Versando sobre os limites previstos para a temperatura cor correlata das fontes destinadas à Iluminação Pública
Por Silvia Maria Carneiro de Campos
É importante ao público conhecer os processos que tangem a nossa participação na sociedade. A ABNT (Associação Brasileira de Normas Técnicas) é um foro livre, qualquer pessoa pode participar e contribuir com suas argumentações no corpo técnico, mas é necessário apresentar dados.
A revisão da Norma de Iluminação Pública NBR 5101 vem acontecendo desde 2017 e venho contribuindo decisivamente na apresentação de materiais científicos relacionados à poluição luminosa, inclusive, no âmbito de minhas pesquisas que já foram anteriormente publicadas na Revista Lume.
Poluição luminosa
Neste período, acabei me tornando membro do Comitê Internacional da Dark Sky Association, e também faço parte do grupo de Defensores do Céu escuro na Associação Dark Sky. A participação é voluntária e aqui no Brasil mantemos um canal educativo no YouTube sobre os impactos negativos da poluição luminosa em diferentes circunstâncias.
Primeiramente, cabe informar que a Comissão Técnica de Estudos da ABNT tem se empenhado em programar ações alinhadas com boas práticas regulatórias adotadas mundialmente. Destacamos a adoção das políticas públicas para a mitigação dos danos causados pela poluição luminosa em inúmeros países, tais quais Austrália, Áustria, Bélgica, Bulgária, Canadá, Chile, Chipre, Nova Zelândia, Croácia, República Tcheca, Dinamarca, Estônia, Finlândia, França, Alemanha, Grécia, Hungria, Islândia, Irlanda, Itália, Letônia, Liechtenstein, Lituânia, Luxemburgo, Malta, Holanda, Noruega, Polônia, Romênia, Eslováquia, Eslovênia, Espanha, Suécia, Suíça e Reino Unido.
A poluição luminosa está na agenda da ISO 26000 e também nas diretrizes das Mudanças Climáticas que aborda junto com outros impulsionadores de mudanças globais, incluindo outras formas de poluição, mudanças do clima e mudanças no uso da terra.
Documentos relacionados às diretrizes recomendadas pela união europeia aos países que já contemplam as políticas públicas para a mitigação de danos causados pela poluição luminosa, tratada na literatura internacional como ALAN (Artificial Light at Night), são: reduzir os impactos da luz artificial à noite em animais selvagens, bem como recomendações para adaptar o projeto de iluminação e operação.
Recomendações específicas para determinados setores:
- Evitar estritamente a luz artificial à noite, onde e quando possível.

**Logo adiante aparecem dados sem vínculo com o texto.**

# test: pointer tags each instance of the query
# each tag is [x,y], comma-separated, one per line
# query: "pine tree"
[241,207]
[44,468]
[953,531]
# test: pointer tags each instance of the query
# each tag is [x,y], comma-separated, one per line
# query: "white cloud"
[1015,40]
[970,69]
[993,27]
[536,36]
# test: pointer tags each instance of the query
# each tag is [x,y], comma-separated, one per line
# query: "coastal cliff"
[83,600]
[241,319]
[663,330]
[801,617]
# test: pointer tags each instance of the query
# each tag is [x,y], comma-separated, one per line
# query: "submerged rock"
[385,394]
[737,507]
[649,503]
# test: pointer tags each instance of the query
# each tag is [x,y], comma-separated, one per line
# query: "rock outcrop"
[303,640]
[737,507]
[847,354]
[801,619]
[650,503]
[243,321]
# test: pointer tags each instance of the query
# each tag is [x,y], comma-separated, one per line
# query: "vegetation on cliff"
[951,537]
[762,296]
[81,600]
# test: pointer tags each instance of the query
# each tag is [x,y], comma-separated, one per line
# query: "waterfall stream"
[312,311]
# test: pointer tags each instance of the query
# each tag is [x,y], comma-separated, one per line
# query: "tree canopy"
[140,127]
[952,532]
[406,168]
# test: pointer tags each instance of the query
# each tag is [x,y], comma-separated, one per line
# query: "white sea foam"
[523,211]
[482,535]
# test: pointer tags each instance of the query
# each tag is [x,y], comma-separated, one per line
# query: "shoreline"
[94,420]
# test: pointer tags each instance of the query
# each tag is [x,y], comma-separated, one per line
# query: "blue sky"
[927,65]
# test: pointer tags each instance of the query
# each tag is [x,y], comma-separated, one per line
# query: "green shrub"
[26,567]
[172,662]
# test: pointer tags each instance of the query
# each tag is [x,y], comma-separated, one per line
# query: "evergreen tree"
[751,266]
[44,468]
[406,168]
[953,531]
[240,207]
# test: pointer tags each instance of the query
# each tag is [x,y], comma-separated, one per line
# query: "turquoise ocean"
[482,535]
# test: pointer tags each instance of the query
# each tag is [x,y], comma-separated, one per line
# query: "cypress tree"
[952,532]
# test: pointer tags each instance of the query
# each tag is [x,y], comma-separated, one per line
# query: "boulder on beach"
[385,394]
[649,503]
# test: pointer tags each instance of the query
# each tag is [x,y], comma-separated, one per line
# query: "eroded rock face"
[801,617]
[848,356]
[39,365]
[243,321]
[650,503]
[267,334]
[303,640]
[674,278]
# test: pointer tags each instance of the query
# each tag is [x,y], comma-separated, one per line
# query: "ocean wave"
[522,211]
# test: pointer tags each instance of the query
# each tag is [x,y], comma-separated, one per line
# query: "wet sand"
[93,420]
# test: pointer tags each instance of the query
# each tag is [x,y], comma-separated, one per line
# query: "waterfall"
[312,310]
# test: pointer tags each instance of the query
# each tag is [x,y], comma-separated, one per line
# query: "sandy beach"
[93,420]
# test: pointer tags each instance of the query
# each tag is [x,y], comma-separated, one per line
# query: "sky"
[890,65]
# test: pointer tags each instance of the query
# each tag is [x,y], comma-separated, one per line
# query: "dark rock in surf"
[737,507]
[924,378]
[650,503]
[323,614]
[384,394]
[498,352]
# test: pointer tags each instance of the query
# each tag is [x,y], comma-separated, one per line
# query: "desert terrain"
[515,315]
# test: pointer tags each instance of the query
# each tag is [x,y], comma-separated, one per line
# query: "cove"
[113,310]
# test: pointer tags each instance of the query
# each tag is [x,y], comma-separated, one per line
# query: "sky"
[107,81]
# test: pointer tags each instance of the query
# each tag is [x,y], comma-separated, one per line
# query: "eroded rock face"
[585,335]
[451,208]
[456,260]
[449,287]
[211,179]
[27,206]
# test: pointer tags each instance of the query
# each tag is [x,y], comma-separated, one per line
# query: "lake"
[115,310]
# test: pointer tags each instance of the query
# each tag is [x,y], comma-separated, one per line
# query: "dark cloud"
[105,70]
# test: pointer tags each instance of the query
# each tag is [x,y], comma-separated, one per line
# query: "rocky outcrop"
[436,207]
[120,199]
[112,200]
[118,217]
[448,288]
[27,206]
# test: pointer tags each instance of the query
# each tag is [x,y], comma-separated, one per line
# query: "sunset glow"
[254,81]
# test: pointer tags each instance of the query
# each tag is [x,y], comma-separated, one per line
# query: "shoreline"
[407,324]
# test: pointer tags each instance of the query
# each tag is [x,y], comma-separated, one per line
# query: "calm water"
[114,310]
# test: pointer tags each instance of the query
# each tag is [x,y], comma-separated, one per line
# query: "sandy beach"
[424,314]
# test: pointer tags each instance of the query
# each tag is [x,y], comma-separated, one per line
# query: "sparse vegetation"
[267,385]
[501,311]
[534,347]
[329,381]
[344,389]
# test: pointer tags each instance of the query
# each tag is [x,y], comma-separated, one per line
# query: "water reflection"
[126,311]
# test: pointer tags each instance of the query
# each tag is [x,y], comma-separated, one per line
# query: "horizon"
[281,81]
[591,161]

- Instalar iluminação artificial apenas onde for necessário e onde tenha função específica e propósito definido por razões de segurança.
- Usar o número mínimo de intensidade de luzes para atender aos objetivos de iluminação.

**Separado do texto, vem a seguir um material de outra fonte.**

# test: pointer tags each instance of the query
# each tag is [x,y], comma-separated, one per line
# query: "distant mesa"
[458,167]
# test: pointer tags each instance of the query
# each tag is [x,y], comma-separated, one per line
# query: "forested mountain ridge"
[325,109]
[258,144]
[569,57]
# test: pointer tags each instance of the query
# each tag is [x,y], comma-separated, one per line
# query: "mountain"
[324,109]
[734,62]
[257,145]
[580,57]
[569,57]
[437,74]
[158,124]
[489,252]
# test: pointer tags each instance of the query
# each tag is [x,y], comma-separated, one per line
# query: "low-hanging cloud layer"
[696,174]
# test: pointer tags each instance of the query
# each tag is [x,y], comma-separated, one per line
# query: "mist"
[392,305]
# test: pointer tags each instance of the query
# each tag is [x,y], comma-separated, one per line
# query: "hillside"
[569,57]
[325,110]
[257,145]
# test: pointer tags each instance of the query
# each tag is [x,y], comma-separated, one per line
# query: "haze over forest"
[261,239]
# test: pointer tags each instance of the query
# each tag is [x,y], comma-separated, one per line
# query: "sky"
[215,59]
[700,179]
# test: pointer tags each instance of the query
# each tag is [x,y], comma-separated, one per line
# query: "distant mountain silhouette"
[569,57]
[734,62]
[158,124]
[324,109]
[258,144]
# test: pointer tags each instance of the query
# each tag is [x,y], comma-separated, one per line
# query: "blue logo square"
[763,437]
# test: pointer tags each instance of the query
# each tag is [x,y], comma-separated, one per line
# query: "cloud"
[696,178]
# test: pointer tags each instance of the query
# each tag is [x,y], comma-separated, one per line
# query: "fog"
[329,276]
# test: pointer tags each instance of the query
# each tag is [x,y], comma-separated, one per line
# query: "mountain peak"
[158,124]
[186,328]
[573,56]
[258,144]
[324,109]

- Desligar as luzes quando não forem necessárias (use tecnologia inteligente).
- Minimizar o ofuscamento (BUG).
- Reduzir o brilho do céu.
- Reduzir e evitar a luz intrusiva nas janelas residenciais.
- Eliminar a iluminação de fachada (também conhecida como embelezamento urbano ou iluminação decorativa).
- Utilizar o mínimo absoluto de iluminação nas áreas de patrimônio natural.
- Auditar edifícios existentes, postes de iluminação etc., e realizar retrofits para resolver problemas com iluminação desnecessários sempre que for possível.
- Fazer Avaliação de Impacto Ambiental (EIA) formal para os efeitos da poluição luminosa na vida selvagem local como parte do processo de planejamento para novos empreendimentos ou quando instalações existentes estão sendo adaptadas.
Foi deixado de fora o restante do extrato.